Third experiment creating a self portrait using an AI image generator.
In my second experiment, I attempted to create self portraits using by fine-tuning the Stability Diffusion AI image generator Using Dreambooth on Google Colab, I trained a token for myself to use image prompts. (See how to create art from your face for free, here) You can do this yourself. It is free and easy on an ordinary computer. Watch one of these videos to see how it is done. The beauty is that you don’t need a 24GB GPU or even a 12GB, you can do all the processing in the cloud on Colab.
Creating a “realsabin” token
I created a token called RealSabin and trained the AI on 20 images I selected. There was little method to the training images, I scrounged up pics I had on my hard drive with very little filtering. My criteria was that they be complete images without too many extraneous shadows and without other people. However, they were all basically snapshots. You can see the results in my post, Generative AI – Self Portrait.
Learnings from last experiment
- A lot of the inference images didn’t look me. So, I wondered if having more images of my features with consistent lighting might help.
- The AI was very generous in how it portrayed my apparent age in the last go around. I used all contemporary images in this training set.
- The AI was pretty good at headshots with a smile or neutral expression but seemed to mangle the face if there was any emotion.
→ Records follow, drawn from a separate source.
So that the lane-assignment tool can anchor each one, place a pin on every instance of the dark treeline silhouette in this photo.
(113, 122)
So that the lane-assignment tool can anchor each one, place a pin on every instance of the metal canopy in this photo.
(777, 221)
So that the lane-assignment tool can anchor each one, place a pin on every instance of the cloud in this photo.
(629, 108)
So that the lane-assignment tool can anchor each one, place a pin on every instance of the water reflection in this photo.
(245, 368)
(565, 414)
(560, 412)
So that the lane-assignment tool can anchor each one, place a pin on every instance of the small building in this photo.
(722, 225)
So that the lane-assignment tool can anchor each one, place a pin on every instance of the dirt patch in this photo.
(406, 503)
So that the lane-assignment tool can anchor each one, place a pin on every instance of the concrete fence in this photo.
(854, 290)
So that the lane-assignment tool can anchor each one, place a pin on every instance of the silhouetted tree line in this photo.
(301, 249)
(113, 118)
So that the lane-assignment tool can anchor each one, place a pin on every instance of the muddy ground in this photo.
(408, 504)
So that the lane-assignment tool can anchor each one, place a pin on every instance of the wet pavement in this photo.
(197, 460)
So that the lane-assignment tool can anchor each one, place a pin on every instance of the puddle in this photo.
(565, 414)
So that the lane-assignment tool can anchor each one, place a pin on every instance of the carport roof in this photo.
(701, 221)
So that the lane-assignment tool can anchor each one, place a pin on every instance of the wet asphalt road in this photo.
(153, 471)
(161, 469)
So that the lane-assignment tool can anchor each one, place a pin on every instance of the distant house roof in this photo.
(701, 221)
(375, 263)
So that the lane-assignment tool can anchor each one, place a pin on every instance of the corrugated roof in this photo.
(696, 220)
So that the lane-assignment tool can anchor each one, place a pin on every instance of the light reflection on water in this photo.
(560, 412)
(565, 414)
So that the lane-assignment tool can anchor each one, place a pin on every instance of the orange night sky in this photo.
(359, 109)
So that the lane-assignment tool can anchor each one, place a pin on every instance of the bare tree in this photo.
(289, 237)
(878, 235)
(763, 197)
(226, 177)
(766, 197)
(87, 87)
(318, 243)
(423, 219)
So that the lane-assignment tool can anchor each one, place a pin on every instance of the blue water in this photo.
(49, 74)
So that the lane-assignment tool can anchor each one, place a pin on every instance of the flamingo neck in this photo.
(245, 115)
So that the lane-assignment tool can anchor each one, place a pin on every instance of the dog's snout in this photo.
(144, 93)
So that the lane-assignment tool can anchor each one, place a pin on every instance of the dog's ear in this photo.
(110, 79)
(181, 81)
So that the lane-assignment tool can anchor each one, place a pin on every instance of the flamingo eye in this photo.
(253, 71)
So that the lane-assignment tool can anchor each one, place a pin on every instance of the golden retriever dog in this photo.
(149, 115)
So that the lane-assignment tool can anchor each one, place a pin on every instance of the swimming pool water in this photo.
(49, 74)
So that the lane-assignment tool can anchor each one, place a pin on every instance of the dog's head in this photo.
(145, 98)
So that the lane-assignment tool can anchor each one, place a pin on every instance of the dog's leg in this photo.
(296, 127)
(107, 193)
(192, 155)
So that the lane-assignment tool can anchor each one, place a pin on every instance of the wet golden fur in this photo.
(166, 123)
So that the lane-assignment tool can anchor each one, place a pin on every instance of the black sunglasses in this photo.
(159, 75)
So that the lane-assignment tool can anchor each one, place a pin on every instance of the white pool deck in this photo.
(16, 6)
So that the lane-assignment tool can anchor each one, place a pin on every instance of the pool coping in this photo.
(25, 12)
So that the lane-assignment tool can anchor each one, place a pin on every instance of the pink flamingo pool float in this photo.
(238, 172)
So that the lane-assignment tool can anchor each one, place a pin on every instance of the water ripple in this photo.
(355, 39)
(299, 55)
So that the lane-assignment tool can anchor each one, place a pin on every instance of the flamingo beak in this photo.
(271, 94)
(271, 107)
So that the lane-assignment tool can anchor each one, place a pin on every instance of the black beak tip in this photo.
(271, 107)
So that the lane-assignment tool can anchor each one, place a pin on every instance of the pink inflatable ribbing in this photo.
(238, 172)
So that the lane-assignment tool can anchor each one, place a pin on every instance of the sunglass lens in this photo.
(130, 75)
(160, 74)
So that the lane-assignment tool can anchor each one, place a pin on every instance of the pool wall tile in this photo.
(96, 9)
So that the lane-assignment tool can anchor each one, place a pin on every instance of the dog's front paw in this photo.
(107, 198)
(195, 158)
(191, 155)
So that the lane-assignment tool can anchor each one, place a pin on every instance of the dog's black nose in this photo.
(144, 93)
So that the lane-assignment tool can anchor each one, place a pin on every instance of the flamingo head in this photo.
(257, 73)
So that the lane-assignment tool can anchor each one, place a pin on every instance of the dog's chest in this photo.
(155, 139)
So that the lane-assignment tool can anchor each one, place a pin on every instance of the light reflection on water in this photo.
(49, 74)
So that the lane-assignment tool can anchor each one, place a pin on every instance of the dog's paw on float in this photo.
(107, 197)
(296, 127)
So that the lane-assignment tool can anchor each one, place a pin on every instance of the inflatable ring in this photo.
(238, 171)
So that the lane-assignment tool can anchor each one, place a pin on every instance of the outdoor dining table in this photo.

I put together a whole panoply of emotion images for training data. Of course, the AI image generator did not have the text-image pairing, but I wondered if perhaps it could relate model it had for happy to my smiling images.
I don’t have that solid of an understanding of how the text to image transformation works, so all of these hypotheses and strategies could be stupid.
What happens when you use 200 images to fine tune the AI image generator with Dreambooth and Stable Diffusion?
- Used 200 images all shot specifically for this purpose.
- All images contemporary, shot within the last 3 days.
- Headshots, torso shots, body shots
- With glasses and without. Several different pairs of glasses.
- All wardrobe was blue, brown or gray. I’m toying with making color one of the dimensions of my personal brand. And the color scheme of light blue and brown is the scheme.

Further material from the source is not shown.